The question is whether such a thing exists. Namely, a discrete valuation ring (DVR), in whatever way you define it, is quite obviously a domain, Noetherian, and has a unique prime element up to associates (i.e up to multiplying with units). The question is if there are rings which satisfy all these properties at once, but are not DVRs.
Question: Is there a Noetherian domain $R$ such that, besides $(0)$, there is exactly one principal prime ideal $(p)$ in $R$, but $R$ is not a DVR?
To clarify, I am not supposing that $R$ has a unique prime ideal, which happens to be principal. (In this case, it would be clear that $R$ is a DVR.) I suppose that $R$ has only one non-trivial ideal which is both prime and principal, while it might (should!) have other prime ideals, just that those are not principal.

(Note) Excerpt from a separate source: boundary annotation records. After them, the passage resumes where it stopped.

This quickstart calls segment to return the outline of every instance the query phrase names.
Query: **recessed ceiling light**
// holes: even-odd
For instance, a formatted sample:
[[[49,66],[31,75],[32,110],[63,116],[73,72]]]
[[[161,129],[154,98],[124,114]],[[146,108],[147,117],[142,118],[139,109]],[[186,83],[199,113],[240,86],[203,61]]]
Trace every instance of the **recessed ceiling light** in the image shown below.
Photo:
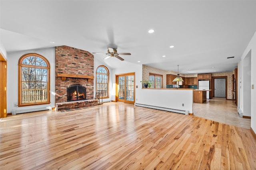
[[[227,59],[232,59],[232,58],[235,58],[233,56],[233,57],[227,57]]]

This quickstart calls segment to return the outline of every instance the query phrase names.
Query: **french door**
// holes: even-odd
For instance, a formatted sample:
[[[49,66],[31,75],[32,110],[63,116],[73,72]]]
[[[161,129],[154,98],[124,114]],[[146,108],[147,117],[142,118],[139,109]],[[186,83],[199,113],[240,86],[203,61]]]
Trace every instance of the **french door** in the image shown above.
[[[116,75],[116,100],[134,104],[135,73]]]

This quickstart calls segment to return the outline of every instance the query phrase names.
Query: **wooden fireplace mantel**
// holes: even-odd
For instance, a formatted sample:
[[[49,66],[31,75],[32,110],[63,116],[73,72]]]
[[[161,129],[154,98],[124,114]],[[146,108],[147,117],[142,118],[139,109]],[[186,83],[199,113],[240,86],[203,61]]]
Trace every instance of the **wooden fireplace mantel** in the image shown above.
[[[72,77],[73,78],[88,78],[88,81],[91,81],[91,79],[93,79],[94,78],[93,76],[86,76],[84,75],[72,74],[71,74],[57,73],[57,76],[61,77],[61,80],[64,81],[66,77]]]

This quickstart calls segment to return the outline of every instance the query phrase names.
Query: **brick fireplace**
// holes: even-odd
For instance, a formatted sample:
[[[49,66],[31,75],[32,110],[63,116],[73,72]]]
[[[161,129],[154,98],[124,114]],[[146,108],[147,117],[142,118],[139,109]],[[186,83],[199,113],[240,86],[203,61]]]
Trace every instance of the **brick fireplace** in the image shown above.
[[[92,54],[66,46],[55,47],[55,104],[57,110],[96,105],[97,101],[94,100],[93,78],[94,57]],[[86,100],[69,100],[70,97],[68,96],[68,88],[78,85],[86,89]]]

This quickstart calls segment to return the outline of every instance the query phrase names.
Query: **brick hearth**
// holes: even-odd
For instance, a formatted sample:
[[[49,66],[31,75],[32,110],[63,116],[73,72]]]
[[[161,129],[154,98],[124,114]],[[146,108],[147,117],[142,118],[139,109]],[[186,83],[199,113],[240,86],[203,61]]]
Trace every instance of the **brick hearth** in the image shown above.
[[[58,76],[60,73],[74,75],[75,77]],[[94,57],[88,51],[66,46],[55,47],[55,104],[57,110],[95,106],[93,79],[84,76],[94,76]],[[86,88],[86,100],[67,102],[67,88],[80,84]]]

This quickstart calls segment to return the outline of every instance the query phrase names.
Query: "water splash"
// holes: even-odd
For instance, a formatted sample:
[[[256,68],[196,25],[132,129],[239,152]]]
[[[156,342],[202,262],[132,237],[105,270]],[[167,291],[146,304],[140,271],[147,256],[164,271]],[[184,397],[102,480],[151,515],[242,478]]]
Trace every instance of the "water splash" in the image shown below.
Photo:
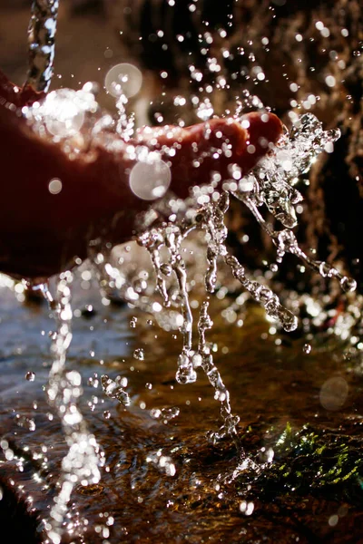
[[[107,374],[103,374],[101,376],[101,384],[106,396],[110,399],[116,399],[123,406],[130,406],[130,396],[125,391],[127,378],[117,376],[115,380],[113,380]]]
[[[193,357],[194,366],[201,366],[208,377],[211,384],[214,388],[214,398],[221,403],[221,415],[223,420],[223,425],[218,432],[211,432],[210,438],[214,443],[226,435],[231,435],[233,438],[237,436],[236,426],[240,422],[238,415],[231,413],[230,393],[223,384],[220,372],[213,363],[213,356],[211,353],[211,348],[207,345],[205,339],[205,331],[211,329],[213,325],[208,314],[209,301],[204,301],[201,304],[200,317],[198,322],[198,354]]]
[[[101,458],[95,437],[87,430],[79,409],[83,394],[81,374],[67,370],[66,355],[72,341],[71,284],[73,275],[61,275],[57,284],[55,313],[57,333],[52,343],[53,364],[46,390],[49,404],[55,409],[68,446],[68,453],[62,461],[59,480],[60,491],[54,499],[44,529],[53,544],[60,544],[64,516],[72,492],[76,485],[87,486],[101,479]]]
[[[52,82],[59,0],[34,0],[28,27],[26,85],[46,92]]]

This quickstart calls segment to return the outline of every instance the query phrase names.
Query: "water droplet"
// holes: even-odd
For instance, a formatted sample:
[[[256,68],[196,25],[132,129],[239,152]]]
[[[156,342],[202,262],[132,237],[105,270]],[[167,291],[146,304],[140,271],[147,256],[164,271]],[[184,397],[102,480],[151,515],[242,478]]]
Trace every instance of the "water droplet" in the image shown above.
[[[135,349],[135,351],[133,352],[133,358],[138,359],[139,361],[143,361],[143,359],[145,358],[143,349],[142,349],[141,347]]]
[[[142,74],[139,68],[128,63],[113,66],[104,78],[106,91],[115,98],[124,94],[131,98],[137,94],[142,85]]]
[[[169,166],[155,151],[139,160],[130,172],[130,188],[142,200],[155,200],[169,189],[172,174]]]
[[[302,351],[304,354],[309,355],[311,352],[311,345],[309,344],[304,344],[302,346]]]

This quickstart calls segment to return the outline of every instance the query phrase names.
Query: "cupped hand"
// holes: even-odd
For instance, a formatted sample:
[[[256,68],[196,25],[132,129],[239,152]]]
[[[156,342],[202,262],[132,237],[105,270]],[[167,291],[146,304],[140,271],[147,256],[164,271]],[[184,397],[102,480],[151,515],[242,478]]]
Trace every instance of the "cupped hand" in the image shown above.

This arose out of this question which asked generally for examples of commutative rings with only one prime element up to associates. All answers besides DVRs given there are either not Noetherian, or not domains, or neither.
There is of course a lot of theory about prime ideals in Noetherian domains, but I see very little which distinguishes between principal and non-principal such prime ideals, which is kind of what seems to be needed fur this little curious question.
Best Answer
For $char(k)\ne 2$ $$R=k[t^2,t^3]_{(t^2,t^3)}\cap k[t^2,t^3]_{(t^2-1,t^3-1)}$$ is not a DVR,
it has 3 prime ideals $$\{0\} \qquad (t^2,t^3) \qquad (t^2-1,t^3-1)$$
$(t^2,t^3)$ is not principal
$t^3+1\in R^\times$ so $t^3-1\in (t^6-1)=(t^2-1)(1+t^2+t^4)\subset (t^2-1)$ and thus $(t^2-1,t^3-1)=(t^2-1)$ is principal
It is Noetherian because it is a localization of $k[t^2,t^3]$ which is Noetherian.